問題は、資本主義が利益に依存しており、リサイクル事業で利益を上げることがますます困難になっていることです。そして、地球はそのために甚大な被害を受けています。「率直に言って、リサイクルは政府の機能であるべきです」とザッキー氏は続けます。「医療や教育のように、正しいことだから行われるべきです。しかし、リサイクルは完全に民間企業であり、つまり、ビジネスの方程式だけで機能することになります。」

しかし、米国政府はついに民間リサイクル業界の欠点を認め始めたのかもしれない。6月、下院議員らはプラスチック廃棄物削減・リサイクル法案を提出した。この法案は、プラスチック廃棄物の削減とリサイクル技術の研究開発のためのプログラムの設立を求めている。「世界がパンデミックとの共存に慣れていくにつれ、リサイクルは復活しつつあります」とメイドル氏は言う。「議員たちは中断したところから活動を再開し、一部の自治体は路上収集を再開しています。」都市が再利用可能なプラスチック袋の規制を撤廃するにつれ、使い捨てプラスチック袋は再び脇に追いやられつつある。サンフランシスコは、無駄遣いへの高まる声に応えて、禁止を撤回したばかりだ。

しかし問題は、私たちがプラスチックと共に文明を築いてきたことです。プラスチックは様々な場面で、特に医療において不可欠な存在であり、パンデミックによってそのことが如実に示されました。そして、プラスチックは消える気配がありません。しかも、ますます劣化しています。数十年前のガラス瓶、アルミ缶、ペットボトルは、素材が比較的純粋だったため、分解してリサイクルするのは比較的容易でした。しかし、現代のカートンなどの包装製品は、オレンジジュースを丈夫で軽量にするために、金属、紙、プラスチックを重ねる傾向があります。

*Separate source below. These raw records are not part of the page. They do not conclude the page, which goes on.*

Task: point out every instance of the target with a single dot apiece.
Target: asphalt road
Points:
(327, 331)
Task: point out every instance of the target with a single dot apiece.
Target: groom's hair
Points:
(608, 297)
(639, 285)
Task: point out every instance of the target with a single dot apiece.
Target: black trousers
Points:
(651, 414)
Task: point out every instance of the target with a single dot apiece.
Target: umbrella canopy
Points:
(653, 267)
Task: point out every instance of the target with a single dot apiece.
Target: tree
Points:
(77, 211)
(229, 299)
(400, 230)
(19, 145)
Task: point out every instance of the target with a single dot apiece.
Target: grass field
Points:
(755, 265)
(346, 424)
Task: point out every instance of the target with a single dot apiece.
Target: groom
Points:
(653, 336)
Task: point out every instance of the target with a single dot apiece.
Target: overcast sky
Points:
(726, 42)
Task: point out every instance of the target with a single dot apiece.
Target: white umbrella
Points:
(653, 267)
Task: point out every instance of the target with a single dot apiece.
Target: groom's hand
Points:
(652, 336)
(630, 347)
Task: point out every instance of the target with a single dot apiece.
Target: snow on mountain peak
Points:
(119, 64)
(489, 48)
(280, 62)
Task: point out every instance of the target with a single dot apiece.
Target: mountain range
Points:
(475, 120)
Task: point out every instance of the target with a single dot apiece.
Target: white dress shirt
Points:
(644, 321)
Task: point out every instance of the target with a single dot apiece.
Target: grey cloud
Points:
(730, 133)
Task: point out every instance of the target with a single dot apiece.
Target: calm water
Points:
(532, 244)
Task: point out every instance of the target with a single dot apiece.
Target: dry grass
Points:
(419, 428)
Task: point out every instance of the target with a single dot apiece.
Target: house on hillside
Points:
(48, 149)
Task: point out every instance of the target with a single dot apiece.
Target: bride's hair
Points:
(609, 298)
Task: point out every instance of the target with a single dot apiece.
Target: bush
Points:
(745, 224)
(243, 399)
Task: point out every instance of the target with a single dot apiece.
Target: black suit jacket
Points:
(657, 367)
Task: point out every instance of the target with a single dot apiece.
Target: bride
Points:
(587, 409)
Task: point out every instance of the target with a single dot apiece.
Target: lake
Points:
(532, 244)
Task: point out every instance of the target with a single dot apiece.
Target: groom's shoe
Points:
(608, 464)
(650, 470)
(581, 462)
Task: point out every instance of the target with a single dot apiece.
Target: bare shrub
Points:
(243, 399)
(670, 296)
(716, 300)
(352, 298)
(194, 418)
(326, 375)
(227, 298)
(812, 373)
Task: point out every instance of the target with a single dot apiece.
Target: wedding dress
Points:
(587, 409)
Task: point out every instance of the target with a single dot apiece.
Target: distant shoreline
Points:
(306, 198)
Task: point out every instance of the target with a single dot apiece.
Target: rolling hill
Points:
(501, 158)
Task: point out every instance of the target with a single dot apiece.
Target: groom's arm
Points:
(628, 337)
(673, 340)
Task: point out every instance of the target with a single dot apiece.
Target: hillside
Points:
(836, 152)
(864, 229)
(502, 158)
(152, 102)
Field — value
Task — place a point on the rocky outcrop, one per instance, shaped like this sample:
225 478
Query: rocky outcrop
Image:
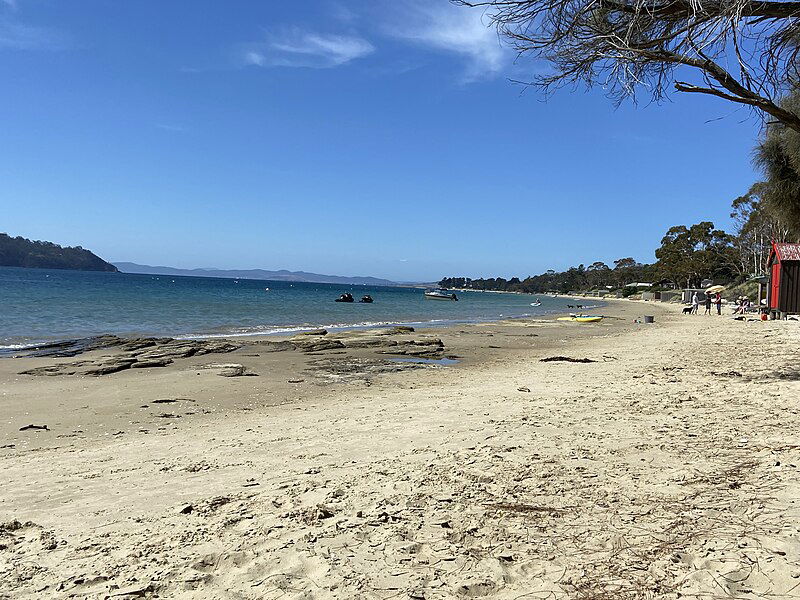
138 353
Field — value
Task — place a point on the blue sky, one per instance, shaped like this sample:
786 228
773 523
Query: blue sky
354 137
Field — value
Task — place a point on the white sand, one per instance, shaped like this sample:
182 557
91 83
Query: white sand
666 469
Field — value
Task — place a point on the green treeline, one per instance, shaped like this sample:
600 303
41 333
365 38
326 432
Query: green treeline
687 256
21 252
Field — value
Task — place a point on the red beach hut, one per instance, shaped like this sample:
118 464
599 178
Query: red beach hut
784 279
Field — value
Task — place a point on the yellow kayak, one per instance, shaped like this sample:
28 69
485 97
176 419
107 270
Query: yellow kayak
581 319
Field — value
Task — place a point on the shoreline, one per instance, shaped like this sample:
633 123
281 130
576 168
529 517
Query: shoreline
9 349
553 458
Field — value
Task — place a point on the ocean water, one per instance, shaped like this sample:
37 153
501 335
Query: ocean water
38 305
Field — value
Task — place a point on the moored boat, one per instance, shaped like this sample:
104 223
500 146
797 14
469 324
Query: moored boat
440 294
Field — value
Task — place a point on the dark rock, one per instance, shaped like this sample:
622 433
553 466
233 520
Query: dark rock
152 362
48 371
276 346
37 427
369 342
111 366
313 345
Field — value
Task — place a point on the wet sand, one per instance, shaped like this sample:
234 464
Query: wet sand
667 465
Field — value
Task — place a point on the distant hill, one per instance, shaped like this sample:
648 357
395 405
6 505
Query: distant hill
21 252
282 275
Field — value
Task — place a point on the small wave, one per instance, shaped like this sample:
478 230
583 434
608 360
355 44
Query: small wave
17 346
278 330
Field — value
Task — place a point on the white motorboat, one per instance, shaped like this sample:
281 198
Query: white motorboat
440 294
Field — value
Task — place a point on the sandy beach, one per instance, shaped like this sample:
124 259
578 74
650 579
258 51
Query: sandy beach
661 461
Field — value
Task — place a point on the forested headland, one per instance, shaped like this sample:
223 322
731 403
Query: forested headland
22 252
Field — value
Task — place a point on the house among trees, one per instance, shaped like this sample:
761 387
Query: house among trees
784 279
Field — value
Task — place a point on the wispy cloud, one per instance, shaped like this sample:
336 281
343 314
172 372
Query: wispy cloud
299 48
453 29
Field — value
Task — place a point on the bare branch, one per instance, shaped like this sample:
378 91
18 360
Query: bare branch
629 45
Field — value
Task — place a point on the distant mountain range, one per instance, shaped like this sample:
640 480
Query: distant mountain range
30 254
282 275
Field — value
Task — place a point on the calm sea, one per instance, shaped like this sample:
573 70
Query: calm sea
41 304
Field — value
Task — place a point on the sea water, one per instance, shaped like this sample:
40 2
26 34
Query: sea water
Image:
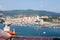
35 31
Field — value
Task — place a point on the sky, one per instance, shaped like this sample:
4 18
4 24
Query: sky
48 5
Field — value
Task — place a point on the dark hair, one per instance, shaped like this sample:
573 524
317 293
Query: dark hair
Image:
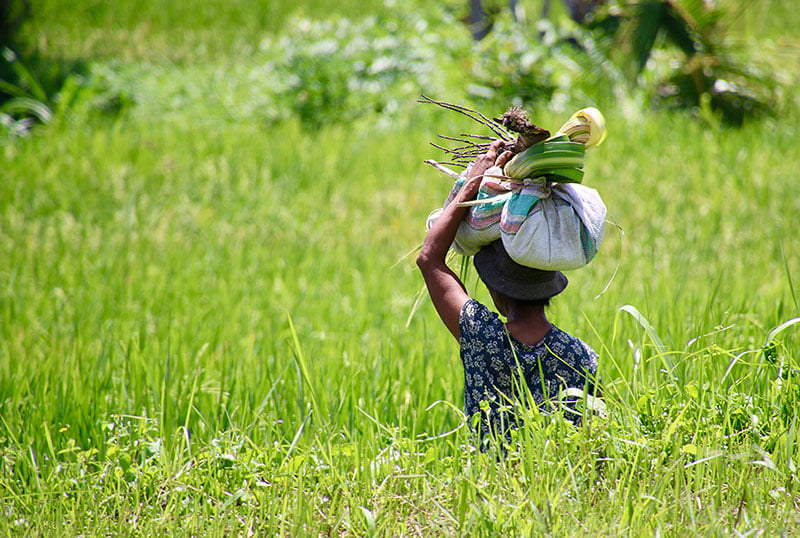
523 303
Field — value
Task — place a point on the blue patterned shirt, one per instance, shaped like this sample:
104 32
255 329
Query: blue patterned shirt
557 362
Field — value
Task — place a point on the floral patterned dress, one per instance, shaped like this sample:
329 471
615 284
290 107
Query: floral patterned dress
492 370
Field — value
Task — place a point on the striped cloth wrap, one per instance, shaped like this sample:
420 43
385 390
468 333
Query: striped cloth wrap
550 226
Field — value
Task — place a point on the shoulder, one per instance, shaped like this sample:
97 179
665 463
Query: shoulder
475 319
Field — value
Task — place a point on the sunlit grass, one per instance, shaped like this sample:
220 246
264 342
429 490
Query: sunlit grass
203 331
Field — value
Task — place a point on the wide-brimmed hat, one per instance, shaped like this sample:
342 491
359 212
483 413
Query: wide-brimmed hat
502 274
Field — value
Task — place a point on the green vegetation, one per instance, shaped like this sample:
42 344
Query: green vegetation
203 321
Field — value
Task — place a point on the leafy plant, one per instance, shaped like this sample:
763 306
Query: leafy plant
708 69
28 101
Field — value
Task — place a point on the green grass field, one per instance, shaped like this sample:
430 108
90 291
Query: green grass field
203 317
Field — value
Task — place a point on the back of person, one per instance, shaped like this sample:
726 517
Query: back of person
495 362
503 362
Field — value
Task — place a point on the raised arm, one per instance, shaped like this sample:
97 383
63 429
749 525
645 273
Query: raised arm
446 290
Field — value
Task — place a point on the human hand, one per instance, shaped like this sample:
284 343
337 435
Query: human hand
488 159
482 164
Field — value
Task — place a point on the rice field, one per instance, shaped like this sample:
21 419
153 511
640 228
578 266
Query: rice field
206 319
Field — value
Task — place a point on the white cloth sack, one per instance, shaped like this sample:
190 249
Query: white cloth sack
555 227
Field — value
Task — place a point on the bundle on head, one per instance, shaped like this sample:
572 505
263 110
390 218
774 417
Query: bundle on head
537 154
535 203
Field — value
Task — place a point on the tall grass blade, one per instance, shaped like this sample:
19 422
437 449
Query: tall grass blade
780 328
789 278
662 350
301 363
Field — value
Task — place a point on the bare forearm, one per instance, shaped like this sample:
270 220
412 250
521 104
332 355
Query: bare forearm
443 232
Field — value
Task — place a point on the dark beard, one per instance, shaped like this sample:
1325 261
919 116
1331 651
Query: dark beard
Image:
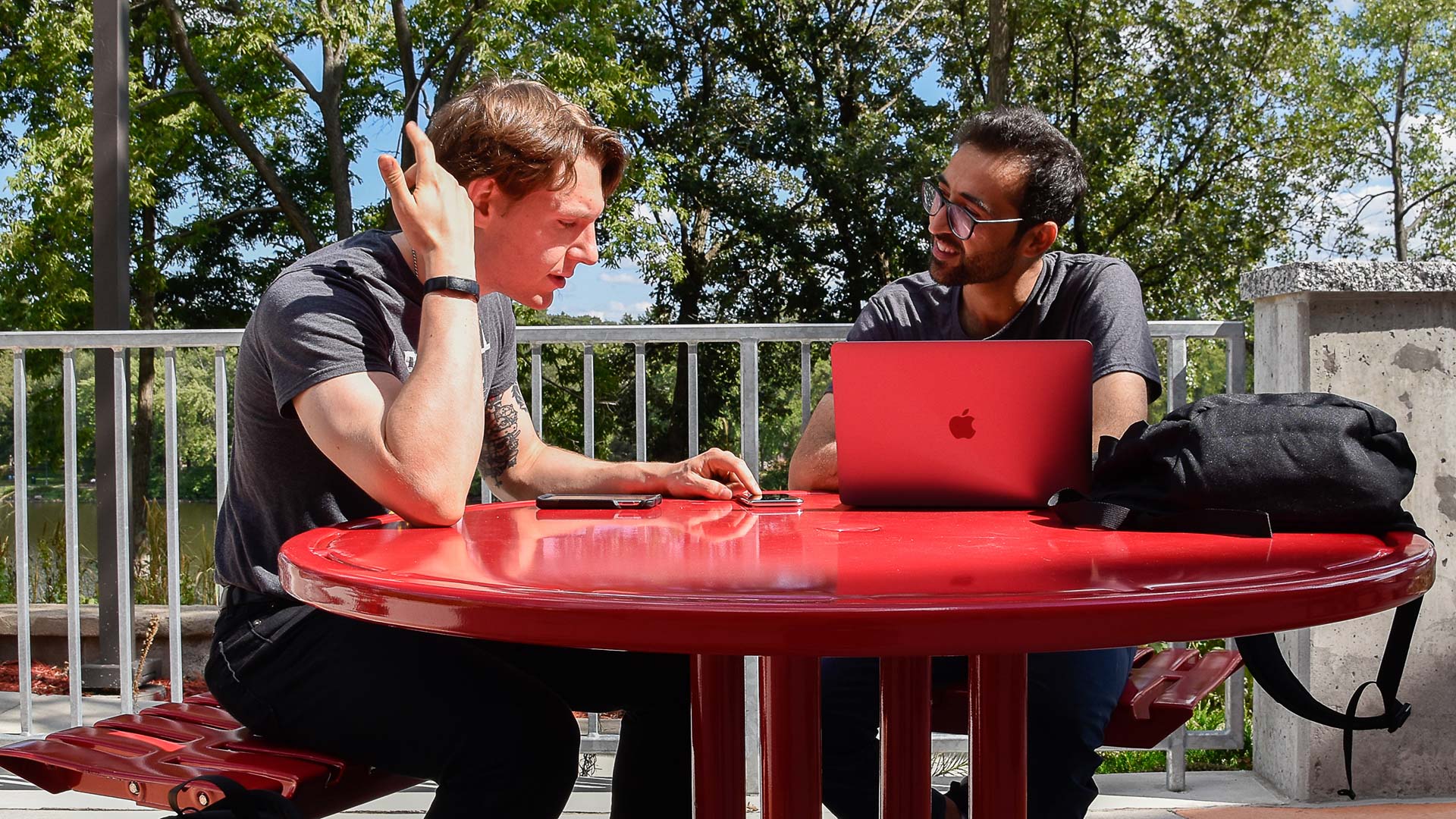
970 270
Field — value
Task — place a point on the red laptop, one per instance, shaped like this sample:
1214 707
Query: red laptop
962 423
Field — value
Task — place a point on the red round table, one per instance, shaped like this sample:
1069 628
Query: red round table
720 582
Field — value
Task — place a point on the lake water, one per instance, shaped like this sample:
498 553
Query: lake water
49 518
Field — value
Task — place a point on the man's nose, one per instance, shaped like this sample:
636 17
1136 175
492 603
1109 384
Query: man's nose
941 221
587 245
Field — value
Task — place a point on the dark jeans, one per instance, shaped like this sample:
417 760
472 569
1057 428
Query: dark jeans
491 723
1069 698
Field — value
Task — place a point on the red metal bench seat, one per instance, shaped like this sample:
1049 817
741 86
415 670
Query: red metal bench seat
1159 695
142 757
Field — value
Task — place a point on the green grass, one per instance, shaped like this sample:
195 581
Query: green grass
149 569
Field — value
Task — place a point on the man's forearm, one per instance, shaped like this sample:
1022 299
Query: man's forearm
436 423
552 469
816 469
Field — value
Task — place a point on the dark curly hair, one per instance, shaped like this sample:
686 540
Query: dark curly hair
1055 174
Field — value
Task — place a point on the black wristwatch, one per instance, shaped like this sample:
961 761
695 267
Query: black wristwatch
456 283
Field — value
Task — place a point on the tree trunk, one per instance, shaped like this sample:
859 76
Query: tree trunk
1397 159
689 297
335 66
145 290
405 47
998 50
215 102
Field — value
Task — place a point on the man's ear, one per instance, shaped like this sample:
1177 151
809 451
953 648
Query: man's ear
488 197
1038 240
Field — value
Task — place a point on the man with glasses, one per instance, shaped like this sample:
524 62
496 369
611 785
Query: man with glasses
995 212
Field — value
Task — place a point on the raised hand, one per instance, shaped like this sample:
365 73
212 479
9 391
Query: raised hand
436 216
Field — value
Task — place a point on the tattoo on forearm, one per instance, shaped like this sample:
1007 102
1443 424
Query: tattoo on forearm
503 433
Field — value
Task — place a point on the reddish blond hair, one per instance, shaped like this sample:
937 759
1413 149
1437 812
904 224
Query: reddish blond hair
525 136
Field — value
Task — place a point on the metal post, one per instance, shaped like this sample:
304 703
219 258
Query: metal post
22 551
174 529
111 293
748 403
73 550
641 398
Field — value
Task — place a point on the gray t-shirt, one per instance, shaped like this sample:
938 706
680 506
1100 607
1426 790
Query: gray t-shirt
350 308
1076 297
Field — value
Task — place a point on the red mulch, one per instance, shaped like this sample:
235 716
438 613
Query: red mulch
44 679
55 679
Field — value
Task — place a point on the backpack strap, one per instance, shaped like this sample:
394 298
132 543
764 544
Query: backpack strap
229 787
1266 662
1076 510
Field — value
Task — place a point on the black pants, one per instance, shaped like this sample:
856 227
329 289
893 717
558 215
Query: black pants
1069 698
491 723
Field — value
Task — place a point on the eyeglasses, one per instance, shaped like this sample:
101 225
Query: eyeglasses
962 221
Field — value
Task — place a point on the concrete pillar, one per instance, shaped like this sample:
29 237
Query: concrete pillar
1382 333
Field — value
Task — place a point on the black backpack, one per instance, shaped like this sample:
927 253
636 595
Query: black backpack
237 802
1253 465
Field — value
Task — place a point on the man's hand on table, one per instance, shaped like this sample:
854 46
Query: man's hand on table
714 474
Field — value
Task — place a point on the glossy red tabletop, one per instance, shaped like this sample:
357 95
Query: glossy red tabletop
714 577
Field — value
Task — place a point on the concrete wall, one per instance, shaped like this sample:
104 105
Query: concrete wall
1381 333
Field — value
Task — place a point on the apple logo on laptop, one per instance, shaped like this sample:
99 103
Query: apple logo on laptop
963 426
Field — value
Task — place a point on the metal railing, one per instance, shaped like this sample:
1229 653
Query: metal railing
747 338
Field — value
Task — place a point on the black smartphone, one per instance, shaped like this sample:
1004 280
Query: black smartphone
598 502
769 500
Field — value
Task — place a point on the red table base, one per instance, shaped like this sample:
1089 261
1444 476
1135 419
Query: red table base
718 748
788 691
998 736
905 738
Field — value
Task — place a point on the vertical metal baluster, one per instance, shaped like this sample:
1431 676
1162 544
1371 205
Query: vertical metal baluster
174 528
124 623
1175 777
1177 371
641 398
748 401
805 371
536 390
692 400
588 403
73 548
220 419
1234 704
1237 362
22 550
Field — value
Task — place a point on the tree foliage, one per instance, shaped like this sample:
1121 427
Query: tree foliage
1386 88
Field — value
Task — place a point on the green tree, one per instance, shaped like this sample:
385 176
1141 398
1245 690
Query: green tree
1386 91
1185 112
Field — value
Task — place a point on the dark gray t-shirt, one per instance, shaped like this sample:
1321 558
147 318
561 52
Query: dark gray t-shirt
350 308
1076 297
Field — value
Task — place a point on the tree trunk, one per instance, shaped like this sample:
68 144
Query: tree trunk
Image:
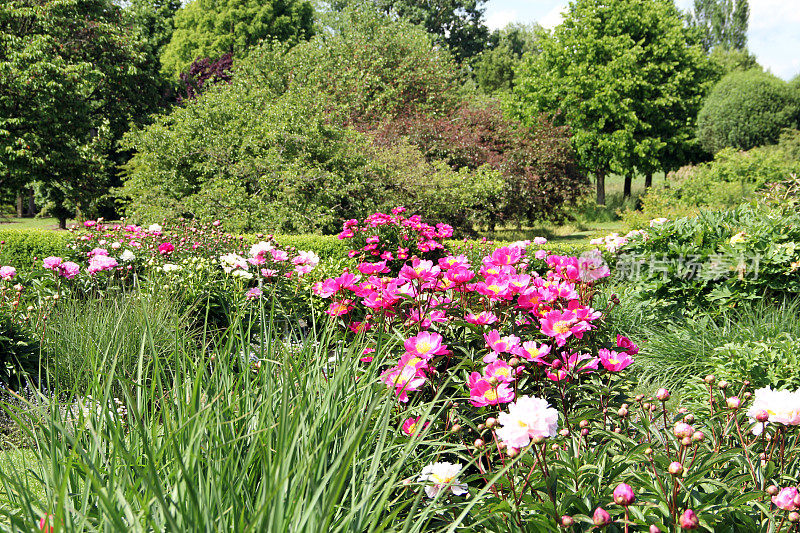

「これは世界のリサイクルインフラに根本的な混乱をもたらすでしょう」とザッキー氏は言う。「本当に根本的な混乱です。包装が軽量化されるにつれて、包装の品質は低下しています。結果として材料価値は低下し、包装の複雑さが増すため、処理コストは上昇します。」

2020年にまた新たな危機が加わる?もちろん、そうだろう。